Herron drove through the streets with his brights on, and before long I found myself recounting all of the events of recent weeks. We must have talked for nearly ten minutes before we came to the edge of our town’s enormous cemetery. I debated calling my parents to tell them to check on Lucas, but Herron’s voice turned my attention toward other matters. “Oh shit, that’s her,” he said. I looked up. As we slowed, the squad car’s headlights bathed the southern fence of the cemetery in an eerie glow, providing just enough light for us to see the girl climbing over it. Anna dropped gracelessly on the other side, clambered to her feet, and sprinted into the darkness.
We parked the car on the side of the road as Herron put in a call for backup. He looked at me gravely. “She was attacked by somebody the last time this happened?” I nodded. He unholstered his weapon. “Wait in the car,” he said, opening his door.

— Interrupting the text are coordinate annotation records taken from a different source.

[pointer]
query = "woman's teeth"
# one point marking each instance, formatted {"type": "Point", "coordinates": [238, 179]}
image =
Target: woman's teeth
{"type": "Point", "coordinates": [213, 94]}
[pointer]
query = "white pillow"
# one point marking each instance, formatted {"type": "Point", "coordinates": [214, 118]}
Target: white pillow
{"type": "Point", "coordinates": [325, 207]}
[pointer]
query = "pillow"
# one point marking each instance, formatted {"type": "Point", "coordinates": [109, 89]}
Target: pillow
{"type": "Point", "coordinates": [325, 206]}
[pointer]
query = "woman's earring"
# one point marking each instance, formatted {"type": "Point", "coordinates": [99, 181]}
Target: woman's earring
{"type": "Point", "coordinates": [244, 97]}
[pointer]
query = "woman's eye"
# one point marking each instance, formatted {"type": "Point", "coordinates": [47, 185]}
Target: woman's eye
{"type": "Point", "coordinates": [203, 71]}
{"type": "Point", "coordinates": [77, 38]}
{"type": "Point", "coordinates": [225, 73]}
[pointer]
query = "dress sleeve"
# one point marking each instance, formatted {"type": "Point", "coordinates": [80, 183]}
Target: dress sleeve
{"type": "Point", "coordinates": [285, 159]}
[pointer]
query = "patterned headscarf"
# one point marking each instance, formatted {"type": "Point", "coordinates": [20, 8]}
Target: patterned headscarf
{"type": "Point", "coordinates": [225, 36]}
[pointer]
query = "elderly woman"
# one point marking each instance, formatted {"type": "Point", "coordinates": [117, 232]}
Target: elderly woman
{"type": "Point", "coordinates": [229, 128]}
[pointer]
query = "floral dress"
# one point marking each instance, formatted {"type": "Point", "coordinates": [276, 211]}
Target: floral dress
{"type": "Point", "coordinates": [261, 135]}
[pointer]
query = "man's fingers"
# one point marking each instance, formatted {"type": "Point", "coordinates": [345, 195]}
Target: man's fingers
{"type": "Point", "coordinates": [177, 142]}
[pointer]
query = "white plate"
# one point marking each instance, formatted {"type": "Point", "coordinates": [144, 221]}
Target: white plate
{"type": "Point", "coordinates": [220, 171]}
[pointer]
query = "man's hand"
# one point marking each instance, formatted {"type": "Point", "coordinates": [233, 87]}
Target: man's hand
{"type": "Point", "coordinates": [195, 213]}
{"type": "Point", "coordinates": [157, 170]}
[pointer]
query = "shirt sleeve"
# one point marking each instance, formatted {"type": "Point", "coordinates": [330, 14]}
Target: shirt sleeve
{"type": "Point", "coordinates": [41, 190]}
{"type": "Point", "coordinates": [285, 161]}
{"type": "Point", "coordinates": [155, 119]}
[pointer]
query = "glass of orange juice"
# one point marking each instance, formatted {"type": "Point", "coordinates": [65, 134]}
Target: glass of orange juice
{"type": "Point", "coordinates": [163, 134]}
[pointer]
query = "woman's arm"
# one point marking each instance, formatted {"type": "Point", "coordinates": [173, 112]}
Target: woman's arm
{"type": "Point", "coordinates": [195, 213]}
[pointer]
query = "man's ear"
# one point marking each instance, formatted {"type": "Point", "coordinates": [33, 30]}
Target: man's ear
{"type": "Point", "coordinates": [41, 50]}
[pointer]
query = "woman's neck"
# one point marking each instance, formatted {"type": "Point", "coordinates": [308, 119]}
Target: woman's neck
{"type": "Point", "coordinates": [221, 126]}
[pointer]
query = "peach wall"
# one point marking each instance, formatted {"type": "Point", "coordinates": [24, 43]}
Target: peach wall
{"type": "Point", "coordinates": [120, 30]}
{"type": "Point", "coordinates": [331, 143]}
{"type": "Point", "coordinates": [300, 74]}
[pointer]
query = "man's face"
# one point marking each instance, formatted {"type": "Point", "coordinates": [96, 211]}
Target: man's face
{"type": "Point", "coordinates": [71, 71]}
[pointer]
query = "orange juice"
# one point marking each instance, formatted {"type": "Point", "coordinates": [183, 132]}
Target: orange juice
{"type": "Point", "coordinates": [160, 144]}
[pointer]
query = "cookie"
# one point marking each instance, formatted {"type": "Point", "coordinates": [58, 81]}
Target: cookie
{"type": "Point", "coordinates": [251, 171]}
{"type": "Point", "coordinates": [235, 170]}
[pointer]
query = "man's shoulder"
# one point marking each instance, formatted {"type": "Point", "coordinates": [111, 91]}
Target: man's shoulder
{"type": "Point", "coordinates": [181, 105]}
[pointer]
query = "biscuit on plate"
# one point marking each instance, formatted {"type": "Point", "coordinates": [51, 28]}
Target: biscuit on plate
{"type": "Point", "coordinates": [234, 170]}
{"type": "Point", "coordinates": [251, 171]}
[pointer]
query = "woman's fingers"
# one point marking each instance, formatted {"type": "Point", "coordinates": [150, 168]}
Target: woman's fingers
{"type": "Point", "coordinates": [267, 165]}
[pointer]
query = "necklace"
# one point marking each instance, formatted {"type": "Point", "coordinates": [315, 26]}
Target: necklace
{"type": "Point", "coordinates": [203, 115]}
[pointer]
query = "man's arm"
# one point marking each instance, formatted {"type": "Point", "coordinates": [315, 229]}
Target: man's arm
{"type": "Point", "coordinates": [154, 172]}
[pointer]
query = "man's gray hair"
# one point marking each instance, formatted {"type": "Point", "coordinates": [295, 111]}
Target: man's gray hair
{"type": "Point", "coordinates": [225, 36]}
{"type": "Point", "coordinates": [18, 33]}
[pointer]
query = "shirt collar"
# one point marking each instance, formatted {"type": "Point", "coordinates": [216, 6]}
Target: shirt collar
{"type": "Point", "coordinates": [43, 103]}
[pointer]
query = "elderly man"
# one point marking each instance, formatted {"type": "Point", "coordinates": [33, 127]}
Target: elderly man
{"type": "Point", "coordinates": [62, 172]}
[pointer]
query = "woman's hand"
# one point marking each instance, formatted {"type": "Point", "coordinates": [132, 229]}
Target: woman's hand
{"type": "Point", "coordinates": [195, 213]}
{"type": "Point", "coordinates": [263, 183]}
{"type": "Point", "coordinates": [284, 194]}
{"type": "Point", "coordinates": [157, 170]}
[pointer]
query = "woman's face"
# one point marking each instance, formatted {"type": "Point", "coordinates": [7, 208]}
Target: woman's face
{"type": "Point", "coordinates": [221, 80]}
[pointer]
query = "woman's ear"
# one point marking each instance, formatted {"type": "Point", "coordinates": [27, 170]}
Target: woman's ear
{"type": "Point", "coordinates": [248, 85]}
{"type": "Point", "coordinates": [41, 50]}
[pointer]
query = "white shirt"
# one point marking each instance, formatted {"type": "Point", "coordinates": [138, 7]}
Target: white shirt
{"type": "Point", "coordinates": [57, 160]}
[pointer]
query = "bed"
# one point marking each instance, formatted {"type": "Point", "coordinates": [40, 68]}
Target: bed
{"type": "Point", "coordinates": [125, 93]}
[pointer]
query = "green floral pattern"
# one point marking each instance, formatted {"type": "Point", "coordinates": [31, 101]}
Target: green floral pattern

I opened mine and followed him. He didn’t stop me.
We climbed over the fence without hesitation, and when we landed on the other side, Herron mumbled something into his radio. He pulled a flashlight from his belt and shone it in the direction Anna had run. It was a maze of headstones, and she was nowhere to be seen. Herron called out Anna’s name as we stepped into the mass of graves, legions of the dead beneath our feet.

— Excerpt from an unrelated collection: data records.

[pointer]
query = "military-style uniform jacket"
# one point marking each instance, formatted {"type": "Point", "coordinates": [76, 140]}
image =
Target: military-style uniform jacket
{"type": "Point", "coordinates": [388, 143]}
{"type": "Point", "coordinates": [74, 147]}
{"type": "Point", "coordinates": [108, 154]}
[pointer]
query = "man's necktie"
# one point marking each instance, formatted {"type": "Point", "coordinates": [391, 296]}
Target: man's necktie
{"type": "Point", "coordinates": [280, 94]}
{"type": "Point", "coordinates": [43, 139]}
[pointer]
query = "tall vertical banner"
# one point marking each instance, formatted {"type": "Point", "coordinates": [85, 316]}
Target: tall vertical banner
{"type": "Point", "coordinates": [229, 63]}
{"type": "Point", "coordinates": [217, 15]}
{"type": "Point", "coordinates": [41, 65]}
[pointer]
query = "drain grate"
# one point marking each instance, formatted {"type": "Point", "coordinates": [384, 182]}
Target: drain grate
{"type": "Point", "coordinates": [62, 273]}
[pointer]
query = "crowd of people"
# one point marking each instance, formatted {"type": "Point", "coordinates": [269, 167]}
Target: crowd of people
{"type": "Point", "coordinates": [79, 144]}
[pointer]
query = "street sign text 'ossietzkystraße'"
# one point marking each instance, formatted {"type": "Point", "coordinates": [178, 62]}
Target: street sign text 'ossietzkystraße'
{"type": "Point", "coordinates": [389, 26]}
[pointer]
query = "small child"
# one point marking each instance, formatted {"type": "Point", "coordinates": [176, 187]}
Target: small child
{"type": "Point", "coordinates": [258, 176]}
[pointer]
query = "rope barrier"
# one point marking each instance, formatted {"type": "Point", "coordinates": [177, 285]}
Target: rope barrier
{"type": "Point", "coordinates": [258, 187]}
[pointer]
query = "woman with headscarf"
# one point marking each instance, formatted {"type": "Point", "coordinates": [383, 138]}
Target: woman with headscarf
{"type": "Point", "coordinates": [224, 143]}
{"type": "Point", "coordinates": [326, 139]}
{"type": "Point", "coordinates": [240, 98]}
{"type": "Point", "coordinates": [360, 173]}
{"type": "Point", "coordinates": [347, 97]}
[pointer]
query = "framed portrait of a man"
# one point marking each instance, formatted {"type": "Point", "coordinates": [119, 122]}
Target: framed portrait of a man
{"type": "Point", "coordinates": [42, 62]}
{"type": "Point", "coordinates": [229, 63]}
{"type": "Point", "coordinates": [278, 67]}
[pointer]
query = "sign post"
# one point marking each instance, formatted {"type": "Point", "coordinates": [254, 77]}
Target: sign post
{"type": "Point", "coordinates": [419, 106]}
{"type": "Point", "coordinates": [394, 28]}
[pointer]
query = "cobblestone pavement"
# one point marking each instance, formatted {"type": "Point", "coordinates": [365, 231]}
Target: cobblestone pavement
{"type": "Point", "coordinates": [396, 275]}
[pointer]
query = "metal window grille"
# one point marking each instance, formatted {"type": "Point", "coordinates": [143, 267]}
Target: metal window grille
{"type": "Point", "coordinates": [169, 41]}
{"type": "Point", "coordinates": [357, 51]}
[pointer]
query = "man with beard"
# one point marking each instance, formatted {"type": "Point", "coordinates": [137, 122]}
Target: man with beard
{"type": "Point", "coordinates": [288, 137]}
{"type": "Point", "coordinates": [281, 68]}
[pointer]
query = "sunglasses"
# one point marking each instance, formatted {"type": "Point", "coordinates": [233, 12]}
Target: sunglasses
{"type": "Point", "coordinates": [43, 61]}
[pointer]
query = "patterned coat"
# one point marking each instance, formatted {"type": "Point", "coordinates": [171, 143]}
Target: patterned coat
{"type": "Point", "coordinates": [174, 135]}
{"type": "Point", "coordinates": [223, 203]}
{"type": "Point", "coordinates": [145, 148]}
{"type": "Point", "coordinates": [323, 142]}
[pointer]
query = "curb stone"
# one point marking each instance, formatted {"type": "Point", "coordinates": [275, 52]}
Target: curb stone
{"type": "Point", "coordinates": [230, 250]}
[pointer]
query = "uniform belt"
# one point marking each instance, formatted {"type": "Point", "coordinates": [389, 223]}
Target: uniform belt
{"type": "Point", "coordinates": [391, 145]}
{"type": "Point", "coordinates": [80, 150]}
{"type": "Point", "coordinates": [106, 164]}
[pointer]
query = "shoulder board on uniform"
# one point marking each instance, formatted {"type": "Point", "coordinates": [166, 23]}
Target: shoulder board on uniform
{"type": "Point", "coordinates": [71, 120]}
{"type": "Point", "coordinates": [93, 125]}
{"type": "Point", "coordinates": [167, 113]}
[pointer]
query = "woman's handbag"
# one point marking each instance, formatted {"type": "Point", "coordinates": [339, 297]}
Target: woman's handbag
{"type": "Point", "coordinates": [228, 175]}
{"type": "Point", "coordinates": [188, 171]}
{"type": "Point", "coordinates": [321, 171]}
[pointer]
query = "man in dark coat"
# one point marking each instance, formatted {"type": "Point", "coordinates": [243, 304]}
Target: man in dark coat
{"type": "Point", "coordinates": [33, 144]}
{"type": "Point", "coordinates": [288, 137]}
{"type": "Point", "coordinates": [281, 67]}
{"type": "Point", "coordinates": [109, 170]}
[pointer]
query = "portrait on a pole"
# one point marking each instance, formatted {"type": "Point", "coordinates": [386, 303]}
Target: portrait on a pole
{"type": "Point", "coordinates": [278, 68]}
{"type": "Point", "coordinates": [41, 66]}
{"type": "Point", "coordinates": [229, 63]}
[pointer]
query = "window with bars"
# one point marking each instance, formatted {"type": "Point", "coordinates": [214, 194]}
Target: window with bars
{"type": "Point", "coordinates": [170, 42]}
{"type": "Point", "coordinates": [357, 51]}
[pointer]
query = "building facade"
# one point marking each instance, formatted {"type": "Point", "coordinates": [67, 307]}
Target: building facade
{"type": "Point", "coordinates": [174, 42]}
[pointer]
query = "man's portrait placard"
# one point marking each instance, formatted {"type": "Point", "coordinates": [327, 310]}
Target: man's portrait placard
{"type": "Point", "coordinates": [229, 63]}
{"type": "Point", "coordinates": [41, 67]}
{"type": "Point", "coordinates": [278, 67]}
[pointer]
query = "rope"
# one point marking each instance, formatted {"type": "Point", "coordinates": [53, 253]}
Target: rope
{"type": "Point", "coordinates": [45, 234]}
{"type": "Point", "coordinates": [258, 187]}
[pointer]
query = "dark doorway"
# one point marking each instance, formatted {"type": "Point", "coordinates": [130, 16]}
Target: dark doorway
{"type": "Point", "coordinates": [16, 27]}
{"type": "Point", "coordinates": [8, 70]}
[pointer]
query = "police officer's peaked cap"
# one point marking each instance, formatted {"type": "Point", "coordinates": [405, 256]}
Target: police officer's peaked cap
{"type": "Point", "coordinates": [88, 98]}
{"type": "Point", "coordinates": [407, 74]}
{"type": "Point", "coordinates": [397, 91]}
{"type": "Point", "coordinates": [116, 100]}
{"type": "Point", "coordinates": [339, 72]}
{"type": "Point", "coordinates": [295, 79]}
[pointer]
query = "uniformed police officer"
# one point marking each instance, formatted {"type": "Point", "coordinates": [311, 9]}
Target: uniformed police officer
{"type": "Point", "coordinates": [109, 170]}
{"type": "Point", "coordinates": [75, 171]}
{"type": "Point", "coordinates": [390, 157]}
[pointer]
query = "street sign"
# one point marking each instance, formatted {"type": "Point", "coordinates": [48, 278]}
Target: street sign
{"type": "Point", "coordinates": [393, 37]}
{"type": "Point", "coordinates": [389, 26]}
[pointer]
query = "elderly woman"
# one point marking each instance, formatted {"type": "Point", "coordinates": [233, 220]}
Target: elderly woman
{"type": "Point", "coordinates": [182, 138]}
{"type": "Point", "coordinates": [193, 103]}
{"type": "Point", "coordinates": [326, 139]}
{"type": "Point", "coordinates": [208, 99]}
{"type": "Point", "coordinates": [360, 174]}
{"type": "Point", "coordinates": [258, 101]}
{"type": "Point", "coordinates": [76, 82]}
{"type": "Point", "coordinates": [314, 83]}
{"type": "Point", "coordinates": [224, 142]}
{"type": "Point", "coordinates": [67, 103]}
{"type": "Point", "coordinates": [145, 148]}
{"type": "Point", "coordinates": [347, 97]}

Herron held his gun and his flashlight together, frantically mowing his beam over the grass. Trees and larger headstones obscured most of our view. She could have been anywhere. I called out Anna’s name, but Herron shushed me and turned his light off. “Jesus,” he whispered. “Do you feel that?” I did. The moon gave just enough light to see the terror inside me reflected on his face. Something had suddenly begun to feel very, very wrong.
We stood in absolute silence until a faint scratching noise caused Herron to flick his light on and whirl around. Anna was about 100 meters away, kneeling at a grave, clawing frantically at the earth with her bare hands.
Herron and I looked at one another with dread. “Let’s go get her,” he said, and he sounded as though he’d rather be anywhere else in the world.
We approached Anna cautiously, our unease growing with every step. She made no notice of us when we reached her, nor when Herron’s light illuminated the grave at which she knelt.